Tuesday, April 7, 2009

Day 2 of the LONG drive

It's the end of day 2 of the long drive. My traveling partner ended up getting into Tucson around midnight, so by the time he got settled down, it was after 1AM. I was determined to get an early start, but Hipolito was tired from the drive, so I let him sleep in a couple of extra hours while I had breakfast and gassed up the truck. Only, he still wasn't quite ready to go, so once again, I headed out earlier than him, so I could get to the next motel before dark. We kept in contact by cellphone, so I would know where he is along the way.

I arrived at Fort Stockton about 4:30pm California time (6:30 local time) and got checked into the motel. Hipolito was about 3 hours behind me and was, again, going to arrive late. It looks as though he will be here around 11PM local time.

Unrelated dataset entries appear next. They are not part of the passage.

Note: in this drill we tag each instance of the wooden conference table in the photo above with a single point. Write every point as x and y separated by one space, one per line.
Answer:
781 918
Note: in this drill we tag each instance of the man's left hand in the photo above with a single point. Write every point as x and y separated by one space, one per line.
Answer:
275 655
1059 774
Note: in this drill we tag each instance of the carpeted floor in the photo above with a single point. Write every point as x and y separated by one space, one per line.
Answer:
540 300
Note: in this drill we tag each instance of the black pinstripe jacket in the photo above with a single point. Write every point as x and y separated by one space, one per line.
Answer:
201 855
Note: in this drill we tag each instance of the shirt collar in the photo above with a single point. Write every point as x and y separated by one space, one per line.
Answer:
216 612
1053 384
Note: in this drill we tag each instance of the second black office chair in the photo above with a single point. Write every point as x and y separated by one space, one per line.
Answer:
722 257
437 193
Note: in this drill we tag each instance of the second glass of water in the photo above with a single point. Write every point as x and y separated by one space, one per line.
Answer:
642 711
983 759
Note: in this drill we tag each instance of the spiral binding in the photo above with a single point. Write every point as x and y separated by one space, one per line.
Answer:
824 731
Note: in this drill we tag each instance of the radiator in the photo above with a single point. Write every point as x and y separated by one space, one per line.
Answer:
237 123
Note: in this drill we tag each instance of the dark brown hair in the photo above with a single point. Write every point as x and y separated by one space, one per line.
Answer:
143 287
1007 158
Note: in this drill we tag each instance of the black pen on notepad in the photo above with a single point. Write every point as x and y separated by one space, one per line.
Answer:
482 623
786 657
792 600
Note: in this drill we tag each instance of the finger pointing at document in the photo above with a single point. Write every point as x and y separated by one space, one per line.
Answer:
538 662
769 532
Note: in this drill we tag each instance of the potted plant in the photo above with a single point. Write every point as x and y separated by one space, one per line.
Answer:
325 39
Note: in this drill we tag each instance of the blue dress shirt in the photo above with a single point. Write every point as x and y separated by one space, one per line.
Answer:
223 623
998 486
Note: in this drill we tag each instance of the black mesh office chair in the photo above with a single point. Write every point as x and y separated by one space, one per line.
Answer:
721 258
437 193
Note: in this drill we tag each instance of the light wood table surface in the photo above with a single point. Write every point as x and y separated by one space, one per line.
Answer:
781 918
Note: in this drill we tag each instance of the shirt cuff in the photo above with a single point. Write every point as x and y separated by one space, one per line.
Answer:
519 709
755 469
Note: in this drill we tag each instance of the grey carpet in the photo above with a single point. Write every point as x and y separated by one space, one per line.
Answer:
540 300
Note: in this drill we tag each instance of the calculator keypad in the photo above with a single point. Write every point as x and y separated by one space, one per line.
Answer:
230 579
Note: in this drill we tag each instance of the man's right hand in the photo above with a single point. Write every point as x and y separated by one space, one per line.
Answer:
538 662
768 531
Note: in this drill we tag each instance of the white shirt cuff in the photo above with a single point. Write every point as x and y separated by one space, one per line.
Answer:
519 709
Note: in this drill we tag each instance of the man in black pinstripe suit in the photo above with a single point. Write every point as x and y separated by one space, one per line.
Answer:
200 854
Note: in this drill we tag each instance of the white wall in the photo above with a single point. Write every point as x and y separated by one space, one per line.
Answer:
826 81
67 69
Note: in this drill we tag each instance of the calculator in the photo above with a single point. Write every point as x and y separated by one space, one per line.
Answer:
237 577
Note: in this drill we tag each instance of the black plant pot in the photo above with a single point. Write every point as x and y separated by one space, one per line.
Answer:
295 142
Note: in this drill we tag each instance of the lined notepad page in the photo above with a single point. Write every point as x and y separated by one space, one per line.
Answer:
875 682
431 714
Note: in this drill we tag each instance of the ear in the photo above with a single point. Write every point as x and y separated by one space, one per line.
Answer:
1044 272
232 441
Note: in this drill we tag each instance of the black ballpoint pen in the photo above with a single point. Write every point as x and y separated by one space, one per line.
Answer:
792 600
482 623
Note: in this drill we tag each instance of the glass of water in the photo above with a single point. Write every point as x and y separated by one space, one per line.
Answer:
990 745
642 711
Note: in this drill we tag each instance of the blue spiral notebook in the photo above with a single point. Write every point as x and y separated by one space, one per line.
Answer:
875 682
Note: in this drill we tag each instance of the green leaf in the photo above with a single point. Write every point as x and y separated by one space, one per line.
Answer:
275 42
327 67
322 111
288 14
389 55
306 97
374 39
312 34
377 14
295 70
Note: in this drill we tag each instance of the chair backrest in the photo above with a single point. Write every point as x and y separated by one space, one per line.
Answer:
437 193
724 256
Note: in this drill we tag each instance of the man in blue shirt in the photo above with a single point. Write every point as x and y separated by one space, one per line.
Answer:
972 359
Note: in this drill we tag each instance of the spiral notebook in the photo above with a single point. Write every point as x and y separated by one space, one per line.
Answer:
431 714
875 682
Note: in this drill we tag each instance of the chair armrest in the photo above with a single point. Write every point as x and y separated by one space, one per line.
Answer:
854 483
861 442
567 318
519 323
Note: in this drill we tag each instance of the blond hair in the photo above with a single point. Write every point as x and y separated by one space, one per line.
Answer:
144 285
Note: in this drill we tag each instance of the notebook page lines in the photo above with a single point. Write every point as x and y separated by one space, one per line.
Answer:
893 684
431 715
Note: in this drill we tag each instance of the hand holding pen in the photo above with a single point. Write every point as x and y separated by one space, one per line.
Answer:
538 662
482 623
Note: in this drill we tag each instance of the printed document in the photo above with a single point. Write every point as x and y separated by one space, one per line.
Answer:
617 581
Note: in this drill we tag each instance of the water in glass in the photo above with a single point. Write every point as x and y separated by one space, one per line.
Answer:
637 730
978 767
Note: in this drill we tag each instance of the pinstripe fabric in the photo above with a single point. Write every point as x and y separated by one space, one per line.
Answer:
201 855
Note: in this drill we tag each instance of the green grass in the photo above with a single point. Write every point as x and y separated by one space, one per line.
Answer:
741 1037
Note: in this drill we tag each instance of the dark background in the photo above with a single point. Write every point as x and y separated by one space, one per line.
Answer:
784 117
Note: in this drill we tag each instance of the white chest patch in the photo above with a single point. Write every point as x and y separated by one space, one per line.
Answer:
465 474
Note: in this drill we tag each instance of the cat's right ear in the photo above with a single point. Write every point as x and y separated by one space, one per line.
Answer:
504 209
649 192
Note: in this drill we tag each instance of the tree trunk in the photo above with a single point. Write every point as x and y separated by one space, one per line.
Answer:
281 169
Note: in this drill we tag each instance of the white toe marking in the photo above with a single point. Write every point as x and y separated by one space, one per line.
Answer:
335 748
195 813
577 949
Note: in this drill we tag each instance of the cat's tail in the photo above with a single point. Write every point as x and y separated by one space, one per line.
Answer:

Our next leg is from Fort Stockton to McAllen, TX. Another 9-10 hour drive or more. I don't know what happens if we arrive late, but Hipolito said the customs broker is open 24 hours. We will also need to find a place to stay because I didn't make advance reservations for this portion of our travel, just in case anything had changed, plus I didn't know which border crossing we were planning to use. We really need to get an early start if we want to cross into Mexico early Thursday morning. As it is, I really don't know if we will make it across the Belizian border by late Saturday. If we don't, we will be stuck at the border until Monday. Not what I want to do.

The terrain going from Arizona to Texas is the same, bland. It's mostly flat with some mountains in the far background, but not much to speak of. Maybe that's why the speed limits are so high. In California, the speed limit is mostly 65 mph (110km hr), but in Arizona and New Mexico it's 75mph (130km hr) and in Texas (which always has to be the biggest), it's 80mph (140km hr). Now that's moving. The little Toyota doesn't like doing 80 but 75 works out OK. Plus she's fully loaded.

Arizona landscape

New Mexico landscape

Texas landscape

I know, it's the same picture all three times, but the view is the same in each state, flat and boring.

In Arizona and New Mexico they also use photo enforcement, which are just like the red light cameras they use in California, but here they use it on the open highway to catch speeders. They put these things all over the place, like at the bottom of the grade or just before the grade, so they can catch people who like to gain speed before going up a hill. And you won't know you've got a ticket until you open some strange mail from Arizona or New Mexico a month or so later. Nice.

It's time to pack up the computer and go to bed. And Hipolito has just arrived.

1 comment:

oldretiredguy said...


Pulling for you to there safe and on schedule.